Sampling

Sampling is one of the newly supported key capabilities of SWIFT. This feature can be understood as the practical implementation of test-time compute. Additionally, this capability is crucial for the implementation of RFT (Reinforcement Fine-Tuning).

Capability Introduction

The sampling capability of SWIFT can be demonstrated with the following example:

swift sample --model LLM-Research/Meta-Llama-3.1-8B-Instruct --sampler_engine pt --num_return_sequences 5 --dataset AI-ModelScope/alpaca-gpt4-data-zh#5

A jsonl file with a timestamp as the filename will be generated in the sample_output directory of the current folder. This file should contain 25 lines, each representing a complete messages format data.

For a list of sampling parameters, please refer to here.

Environment Setup

pip install ms-swift[llm] -U

Or install swift from source:

git clone https://github.com/modelscope/ms-swift.git
cd ms-swift
pip install -e '.[llm]'

Using PRM and ORM for Result Filtering

An important capability of sampling is supervising the process and results, which can be supported by setting additional parameters.

swift sample --model LLM-Research/Meta-Llama-3.1-8B-Instruct --sampler_engine lmdeploy --num_return_sequences 5 --n_best_to_keep 2 --dataset tastelikefeet/competition_math#5 --prm_model AI-ModelScope/GRM-llama3.2-3B-rewardmodel-ft --orm_model math

A jsonl file with a timestamp as the filename will be generated in the sample_output directory of the current folder. This file will contain at most 10 lines, each representing a complete messages format data.

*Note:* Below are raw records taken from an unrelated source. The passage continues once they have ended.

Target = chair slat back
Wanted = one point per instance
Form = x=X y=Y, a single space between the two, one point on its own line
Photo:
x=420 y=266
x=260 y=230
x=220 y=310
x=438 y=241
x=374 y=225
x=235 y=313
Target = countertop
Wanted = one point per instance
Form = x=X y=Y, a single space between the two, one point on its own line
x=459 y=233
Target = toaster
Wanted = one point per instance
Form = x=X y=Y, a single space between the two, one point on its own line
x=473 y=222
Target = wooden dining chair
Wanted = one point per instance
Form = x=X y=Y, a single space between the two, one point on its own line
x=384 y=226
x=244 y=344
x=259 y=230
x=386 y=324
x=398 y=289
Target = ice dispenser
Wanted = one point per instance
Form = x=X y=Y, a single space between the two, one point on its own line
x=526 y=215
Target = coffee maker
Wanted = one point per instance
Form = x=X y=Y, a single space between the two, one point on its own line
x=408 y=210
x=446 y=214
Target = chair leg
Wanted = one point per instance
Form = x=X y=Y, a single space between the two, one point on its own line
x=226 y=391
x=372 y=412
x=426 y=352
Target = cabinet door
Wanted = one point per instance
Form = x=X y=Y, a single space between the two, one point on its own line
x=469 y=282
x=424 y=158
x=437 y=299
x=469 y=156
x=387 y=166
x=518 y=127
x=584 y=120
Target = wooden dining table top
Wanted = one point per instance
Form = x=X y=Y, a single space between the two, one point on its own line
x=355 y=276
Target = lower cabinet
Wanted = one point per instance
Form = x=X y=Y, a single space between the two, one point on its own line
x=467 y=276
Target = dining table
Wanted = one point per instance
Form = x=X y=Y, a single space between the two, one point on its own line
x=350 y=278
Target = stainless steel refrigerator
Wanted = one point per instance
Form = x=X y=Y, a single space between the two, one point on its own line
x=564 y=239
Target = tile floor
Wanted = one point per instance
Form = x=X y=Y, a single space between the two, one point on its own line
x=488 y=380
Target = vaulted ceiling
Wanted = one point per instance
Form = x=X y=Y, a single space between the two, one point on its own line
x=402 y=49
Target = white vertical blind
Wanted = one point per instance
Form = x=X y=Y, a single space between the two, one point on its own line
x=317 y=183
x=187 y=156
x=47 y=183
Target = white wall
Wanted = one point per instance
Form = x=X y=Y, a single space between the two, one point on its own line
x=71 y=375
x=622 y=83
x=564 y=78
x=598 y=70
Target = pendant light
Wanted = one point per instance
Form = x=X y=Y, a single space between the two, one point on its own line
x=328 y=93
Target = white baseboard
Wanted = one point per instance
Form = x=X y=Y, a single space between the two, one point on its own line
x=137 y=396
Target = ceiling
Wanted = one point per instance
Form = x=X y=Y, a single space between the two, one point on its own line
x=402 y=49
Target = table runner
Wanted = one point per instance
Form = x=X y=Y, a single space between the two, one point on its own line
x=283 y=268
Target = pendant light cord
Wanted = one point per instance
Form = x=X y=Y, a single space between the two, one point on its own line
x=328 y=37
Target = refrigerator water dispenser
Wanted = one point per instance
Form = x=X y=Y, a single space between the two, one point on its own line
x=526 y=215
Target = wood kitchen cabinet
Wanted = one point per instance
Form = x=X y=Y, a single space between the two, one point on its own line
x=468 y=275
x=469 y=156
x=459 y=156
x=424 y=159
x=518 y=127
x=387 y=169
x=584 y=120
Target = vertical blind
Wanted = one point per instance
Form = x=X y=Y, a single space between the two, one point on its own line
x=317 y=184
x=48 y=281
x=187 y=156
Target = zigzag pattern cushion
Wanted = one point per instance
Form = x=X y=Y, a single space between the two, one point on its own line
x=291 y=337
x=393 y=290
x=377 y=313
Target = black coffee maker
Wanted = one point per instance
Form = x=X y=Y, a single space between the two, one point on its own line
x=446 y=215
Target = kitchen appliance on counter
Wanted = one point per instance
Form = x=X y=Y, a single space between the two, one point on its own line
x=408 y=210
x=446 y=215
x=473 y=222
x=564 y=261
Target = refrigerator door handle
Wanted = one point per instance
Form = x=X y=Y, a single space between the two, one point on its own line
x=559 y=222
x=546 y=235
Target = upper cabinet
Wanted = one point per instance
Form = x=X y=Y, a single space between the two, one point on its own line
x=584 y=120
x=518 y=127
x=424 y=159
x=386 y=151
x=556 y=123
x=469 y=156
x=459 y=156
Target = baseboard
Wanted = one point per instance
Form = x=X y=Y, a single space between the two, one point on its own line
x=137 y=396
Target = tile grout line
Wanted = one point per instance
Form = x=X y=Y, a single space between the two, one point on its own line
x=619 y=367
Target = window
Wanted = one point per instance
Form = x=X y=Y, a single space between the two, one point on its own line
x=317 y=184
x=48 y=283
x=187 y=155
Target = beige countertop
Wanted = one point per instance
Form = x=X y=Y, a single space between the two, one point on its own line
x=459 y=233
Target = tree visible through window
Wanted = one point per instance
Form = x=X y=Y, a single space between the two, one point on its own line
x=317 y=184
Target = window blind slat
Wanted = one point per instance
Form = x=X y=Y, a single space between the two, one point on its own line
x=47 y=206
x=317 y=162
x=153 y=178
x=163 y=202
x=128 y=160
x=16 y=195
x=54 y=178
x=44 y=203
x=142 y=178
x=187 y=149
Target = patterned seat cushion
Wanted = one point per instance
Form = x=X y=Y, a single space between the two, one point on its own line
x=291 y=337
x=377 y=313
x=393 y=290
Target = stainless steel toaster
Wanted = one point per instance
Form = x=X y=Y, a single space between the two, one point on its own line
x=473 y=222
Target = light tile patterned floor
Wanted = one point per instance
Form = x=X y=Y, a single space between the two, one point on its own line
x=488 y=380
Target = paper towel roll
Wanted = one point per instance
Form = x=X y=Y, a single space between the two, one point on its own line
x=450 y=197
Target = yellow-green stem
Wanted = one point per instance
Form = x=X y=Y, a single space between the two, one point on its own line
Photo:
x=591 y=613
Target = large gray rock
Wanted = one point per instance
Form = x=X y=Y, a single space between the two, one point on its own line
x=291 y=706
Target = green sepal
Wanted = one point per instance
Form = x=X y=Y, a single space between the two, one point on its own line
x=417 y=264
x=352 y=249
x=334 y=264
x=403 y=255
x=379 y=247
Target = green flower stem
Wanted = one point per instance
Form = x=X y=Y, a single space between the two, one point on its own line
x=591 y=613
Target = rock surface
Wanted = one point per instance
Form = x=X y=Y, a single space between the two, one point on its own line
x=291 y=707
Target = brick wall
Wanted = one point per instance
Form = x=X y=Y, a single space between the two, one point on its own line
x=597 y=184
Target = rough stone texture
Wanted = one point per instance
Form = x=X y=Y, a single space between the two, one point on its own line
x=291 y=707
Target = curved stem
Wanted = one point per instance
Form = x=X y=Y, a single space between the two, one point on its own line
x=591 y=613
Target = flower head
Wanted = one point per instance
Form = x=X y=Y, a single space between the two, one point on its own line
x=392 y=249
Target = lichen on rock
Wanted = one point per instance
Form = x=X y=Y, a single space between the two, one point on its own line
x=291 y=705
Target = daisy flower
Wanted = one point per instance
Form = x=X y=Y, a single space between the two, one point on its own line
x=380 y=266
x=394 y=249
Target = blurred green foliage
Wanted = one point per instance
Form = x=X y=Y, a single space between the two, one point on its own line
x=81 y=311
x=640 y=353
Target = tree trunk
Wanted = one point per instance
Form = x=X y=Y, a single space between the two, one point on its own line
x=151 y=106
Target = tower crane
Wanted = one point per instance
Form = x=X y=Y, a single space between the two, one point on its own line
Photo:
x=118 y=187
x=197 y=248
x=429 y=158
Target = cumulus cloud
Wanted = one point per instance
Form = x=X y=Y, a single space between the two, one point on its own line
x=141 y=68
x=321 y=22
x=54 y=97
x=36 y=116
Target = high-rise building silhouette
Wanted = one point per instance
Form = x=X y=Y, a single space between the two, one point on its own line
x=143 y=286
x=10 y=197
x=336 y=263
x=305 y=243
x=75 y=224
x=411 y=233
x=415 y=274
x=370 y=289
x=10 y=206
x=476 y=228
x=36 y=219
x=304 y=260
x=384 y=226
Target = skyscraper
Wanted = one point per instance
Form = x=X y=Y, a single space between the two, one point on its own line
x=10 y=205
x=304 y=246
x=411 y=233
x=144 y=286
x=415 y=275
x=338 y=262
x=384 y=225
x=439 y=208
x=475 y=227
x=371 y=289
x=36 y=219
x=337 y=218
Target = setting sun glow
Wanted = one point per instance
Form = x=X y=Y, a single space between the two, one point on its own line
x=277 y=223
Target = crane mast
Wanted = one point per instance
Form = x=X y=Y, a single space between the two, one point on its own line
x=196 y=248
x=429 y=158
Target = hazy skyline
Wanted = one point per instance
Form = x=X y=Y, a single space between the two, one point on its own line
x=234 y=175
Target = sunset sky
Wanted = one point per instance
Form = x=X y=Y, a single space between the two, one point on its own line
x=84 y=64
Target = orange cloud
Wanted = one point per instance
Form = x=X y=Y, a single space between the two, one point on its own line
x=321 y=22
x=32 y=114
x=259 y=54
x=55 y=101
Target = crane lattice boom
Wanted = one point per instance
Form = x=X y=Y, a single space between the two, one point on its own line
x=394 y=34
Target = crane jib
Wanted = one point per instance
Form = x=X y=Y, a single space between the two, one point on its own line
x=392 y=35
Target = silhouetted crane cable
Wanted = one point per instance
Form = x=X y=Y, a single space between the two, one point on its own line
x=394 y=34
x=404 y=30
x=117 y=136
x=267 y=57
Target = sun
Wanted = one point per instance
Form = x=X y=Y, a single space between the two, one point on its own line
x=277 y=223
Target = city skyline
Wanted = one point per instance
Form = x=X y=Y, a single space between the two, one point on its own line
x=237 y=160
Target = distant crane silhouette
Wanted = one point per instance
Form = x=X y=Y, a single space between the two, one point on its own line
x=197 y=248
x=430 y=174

The reason it contains at most 10 lines is that although 5 data points are processed in total, and 2 are kept for each data point (n_best_to_keep), ORM may fail some validations, and failed data will not be retained in the file. Additionally, after adding --prm_model or --orm_model, the file format is slightly different and includes a rejected_response key, which contains the responses with the lowest PRM scores.

Customizing PRM or ORM

PRM and ORM can be customized by adding a new implementation in the plugin according to the existing code. For example:

class CustomPRM:

    # The constructor should be parameterless
    def __init__(self):
        # Initialize here
        pass

    def __call__(self, infer_requests: List[InferRequest],  ground_truths: List[str], **kwargs) -> List[Union[float, List[float]]]:
        ...


prms = {'custom': CustomPRM}

Afterward, use --prm_model custom in the command line.

Memory Control

If the sampled model and PRM are loaded into memory simultaneously, it may lead to an OOM (Out of Memory) issue. To address this, sampling can be divided into two stages:

Stage 1: Specify --model and --sampler_engine without specifying --orm_model and --prm_model. Perform sampling only and save the results to a file.
Stage 2: Specify --sampler_engine no, along with --orm_model and --prm_model, and also specify --cache_files. Perform only RM data filtering without re-sampling.

By dividing the process into two stages, only one model is loaded at a time, avoiding OOM issues.

Practical Example

Please refer to the Reinforcement Fine-Tuning Script. This script provides a practical example of using sampling for reinforcement fine-tuning.

Note: The actual effectiveness of this script is strongly related to the quality of the model, data, and RM. Therefore, it is presented only as an example. Users should modify this script and train their own RM and generator models accordingly.

Sampling From Large Model

SWIFT's sample supports using the OpenAI API to distill data with large models. Example:

OPENAI_API_KEY="your_api_key" \
swift sample \
    --sampler_type distill \
    --sampler_engine client \
    --model deepseek-r1 \
    --stream true \
    --dataset tastelikefeet/competition_math#5 \
    --num_return_sequences 1 \
    --temperature 0.6 \
    --top_p 0.95 \
    --engine_kwargs '{"base_url":"https://dashscope.aliyuncs.com/compatible-mode/v1"}'

In this example:

base_url and model represent the API endpoint and model name, respectively. stream indicates the stream parameter for the request.

Note: For Deepseek-R1 series models, the output will be formatted as:<thinking>{reasoning_content}</thinking>\n\n<answer>{content}</answer>.